"Automating Instagram publishing with AI: the technical pipeline from $0 to $40/month"

Short answer, before the long tutorial: you can automate Instagram publishing with AI for $0/month up to ~30 posts/month (Cloud Functions + Firestore + Gemini free tier), for $10–30/month up to ~500 posts (n8n self-hosted + Gemini + generated imagery), or for $60+/month once you stack Buffer on top of a custom pipeline just for the AI part. The cost isn't the scheduling — that's free on Meta's Graph API. The cost is image generation and human review, and that's where almost everyone gets the math wrong.

I'm Ulisses, founder of Hens. I built OverAir and Studio Kallos, and I've shipped a content-automation pipeline for a client who needed to feed Instagram without a social media hire. This post is the end-to-end technical pipeline — the 4 stages, the 3 stacks with pricing, and the one mistake that dropped a single account's reach by 70% before I figured out what was happening.

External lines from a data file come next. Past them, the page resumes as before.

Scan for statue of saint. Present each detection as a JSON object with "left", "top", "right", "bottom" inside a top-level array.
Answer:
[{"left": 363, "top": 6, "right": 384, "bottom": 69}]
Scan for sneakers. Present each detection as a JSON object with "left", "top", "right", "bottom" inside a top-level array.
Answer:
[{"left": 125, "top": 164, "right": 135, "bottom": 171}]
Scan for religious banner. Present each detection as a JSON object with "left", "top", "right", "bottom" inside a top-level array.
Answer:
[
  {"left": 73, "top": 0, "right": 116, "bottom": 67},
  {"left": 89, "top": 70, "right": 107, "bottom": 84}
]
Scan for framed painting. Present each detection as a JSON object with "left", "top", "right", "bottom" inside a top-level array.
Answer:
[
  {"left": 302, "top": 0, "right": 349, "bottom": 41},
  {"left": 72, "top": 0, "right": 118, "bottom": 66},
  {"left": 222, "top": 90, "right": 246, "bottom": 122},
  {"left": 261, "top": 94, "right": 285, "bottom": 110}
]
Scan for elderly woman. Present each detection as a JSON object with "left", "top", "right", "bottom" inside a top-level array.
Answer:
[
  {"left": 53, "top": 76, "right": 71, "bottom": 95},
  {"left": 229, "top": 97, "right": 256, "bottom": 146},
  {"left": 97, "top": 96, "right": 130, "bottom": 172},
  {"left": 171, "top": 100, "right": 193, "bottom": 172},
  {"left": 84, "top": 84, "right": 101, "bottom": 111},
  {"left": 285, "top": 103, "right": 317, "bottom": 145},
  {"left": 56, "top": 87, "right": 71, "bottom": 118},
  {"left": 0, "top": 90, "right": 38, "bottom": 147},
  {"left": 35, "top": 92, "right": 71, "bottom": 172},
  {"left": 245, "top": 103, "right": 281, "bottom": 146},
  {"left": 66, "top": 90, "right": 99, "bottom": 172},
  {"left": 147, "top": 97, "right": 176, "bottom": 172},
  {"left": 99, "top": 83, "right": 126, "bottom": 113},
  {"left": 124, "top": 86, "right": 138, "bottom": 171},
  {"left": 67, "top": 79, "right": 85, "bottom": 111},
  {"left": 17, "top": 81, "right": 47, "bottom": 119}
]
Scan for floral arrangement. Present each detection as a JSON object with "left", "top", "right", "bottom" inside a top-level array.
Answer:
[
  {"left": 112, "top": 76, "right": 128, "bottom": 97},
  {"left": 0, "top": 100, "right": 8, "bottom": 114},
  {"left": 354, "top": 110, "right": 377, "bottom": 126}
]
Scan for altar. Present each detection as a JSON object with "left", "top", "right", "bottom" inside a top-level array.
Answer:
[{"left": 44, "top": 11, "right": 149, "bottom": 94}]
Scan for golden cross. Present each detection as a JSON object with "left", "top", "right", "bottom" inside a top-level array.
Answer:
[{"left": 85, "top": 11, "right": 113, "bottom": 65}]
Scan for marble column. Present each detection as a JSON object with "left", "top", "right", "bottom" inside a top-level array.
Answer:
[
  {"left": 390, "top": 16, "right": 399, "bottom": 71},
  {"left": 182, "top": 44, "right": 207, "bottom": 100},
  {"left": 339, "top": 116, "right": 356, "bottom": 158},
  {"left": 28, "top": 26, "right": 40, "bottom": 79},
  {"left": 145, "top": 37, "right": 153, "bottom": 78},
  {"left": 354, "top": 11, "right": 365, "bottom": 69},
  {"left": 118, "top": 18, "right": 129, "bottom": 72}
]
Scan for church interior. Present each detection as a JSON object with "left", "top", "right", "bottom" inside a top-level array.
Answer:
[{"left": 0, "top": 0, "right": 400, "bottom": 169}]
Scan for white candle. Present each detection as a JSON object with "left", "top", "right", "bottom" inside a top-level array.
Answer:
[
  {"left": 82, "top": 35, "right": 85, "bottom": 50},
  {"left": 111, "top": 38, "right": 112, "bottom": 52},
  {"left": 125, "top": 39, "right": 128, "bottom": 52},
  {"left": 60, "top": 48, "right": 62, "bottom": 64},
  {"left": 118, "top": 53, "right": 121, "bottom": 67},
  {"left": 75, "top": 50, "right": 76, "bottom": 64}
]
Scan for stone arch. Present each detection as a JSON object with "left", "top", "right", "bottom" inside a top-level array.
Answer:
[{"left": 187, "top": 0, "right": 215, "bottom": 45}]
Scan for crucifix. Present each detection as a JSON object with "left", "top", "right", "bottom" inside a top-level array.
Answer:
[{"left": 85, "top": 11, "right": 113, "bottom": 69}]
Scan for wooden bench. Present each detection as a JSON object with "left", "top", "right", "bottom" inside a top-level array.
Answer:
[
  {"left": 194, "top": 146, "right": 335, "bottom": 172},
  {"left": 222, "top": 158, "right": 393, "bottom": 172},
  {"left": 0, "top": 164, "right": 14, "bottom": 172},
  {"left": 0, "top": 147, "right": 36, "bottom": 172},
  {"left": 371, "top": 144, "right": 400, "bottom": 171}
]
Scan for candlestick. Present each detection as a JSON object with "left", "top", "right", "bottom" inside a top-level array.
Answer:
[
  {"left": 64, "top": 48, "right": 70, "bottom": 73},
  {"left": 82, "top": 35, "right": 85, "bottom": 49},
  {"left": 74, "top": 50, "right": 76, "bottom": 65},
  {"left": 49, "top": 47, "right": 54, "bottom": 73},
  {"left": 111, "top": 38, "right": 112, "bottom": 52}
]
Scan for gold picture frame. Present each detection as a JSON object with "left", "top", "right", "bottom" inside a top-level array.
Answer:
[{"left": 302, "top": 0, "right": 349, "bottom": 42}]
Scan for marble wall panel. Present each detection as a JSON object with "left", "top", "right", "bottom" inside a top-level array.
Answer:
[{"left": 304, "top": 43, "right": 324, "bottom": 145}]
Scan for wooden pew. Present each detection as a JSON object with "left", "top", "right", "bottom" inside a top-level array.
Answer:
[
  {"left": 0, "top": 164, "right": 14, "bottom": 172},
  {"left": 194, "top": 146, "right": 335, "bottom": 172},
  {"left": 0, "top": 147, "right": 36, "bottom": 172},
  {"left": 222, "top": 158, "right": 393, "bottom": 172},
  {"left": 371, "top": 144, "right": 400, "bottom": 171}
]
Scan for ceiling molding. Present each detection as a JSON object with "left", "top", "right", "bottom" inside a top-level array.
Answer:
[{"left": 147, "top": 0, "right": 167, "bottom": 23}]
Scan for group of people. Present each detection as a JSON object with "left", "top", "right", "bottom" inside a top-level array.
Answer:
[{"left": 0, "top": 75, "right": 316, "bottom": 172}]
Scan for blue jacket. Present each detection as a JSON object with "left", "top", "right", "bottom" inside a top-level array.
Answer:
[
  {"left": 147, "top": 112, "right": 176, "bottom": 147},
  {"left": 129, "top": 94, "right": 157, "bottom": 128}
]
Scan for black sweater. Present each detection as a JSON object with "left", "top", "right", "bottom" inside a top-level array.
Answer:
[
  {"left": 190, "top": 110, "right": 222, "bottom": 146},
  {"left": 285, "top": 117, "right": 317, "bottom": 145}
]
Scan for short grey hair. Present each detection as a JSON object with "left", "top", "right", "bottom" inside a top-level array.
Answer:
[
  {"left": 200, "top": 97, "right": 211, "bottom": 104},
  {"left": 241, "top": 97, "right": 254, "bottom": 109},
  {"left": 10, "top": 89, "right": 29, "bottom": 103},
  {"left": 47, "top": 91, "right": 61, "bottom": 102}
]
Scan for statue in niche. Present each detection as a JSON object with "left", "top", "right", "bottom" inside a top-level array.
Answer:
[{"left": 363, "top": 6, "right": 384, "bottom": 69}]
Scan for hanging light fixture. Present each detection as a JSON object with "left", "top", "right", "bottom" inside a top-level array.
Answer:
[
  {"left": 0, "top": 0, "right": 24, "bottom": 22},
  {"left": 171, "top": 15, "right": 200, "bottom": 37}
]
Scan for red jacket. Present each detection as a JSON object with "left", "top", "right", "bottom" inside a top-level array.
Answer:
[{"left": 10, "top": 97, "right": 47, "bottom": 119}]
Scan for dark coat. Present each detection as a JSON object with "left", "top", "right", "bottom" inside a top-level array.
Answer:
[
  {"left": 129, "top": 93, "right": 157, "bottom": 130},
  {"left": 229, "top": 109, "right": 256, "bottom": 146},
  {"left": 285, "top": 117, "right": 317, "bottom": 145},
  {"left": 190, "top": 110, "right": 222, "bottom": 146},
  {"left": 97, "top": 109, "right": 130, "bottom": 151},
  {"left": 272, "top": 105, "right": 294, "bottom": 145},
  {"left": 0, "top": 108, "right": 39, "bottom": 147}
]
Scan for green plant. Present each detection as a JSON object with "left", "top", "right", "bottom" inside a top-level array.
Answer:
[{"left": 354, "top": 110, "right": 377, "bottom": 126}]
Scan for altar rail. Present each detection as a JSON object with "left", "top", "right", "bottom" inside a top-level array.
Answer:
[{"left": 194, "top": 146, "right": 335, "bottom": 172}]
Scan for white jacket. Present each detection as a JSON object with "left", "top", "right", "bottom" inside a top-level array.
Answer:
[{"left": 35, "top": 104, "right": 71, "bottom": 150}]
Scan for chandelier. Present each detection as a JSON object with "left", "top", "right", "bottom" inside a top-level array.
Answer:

If you're a creator, an agency, or an e-commerce brand posting by hand every day, this is the playbook I'd follow today.

The pipeline is always 4 stages

Doesn't matter which stack. Instagram auto-publishing that doesn't turn into spam has four stages, always in this order:

Source — where the raw content comes from (a feed scrape, a spreadsheet, or manual input into a queue).
AI generates — caption + image. Gemini for text, Gemini 2.5 Flash Image (or the newer one) for art.
Human review — a queue where someone approves before it ships. Skipping this stage is what turns automation into a brand disaster.
Publish — schedule and push via the Instagram Graph API.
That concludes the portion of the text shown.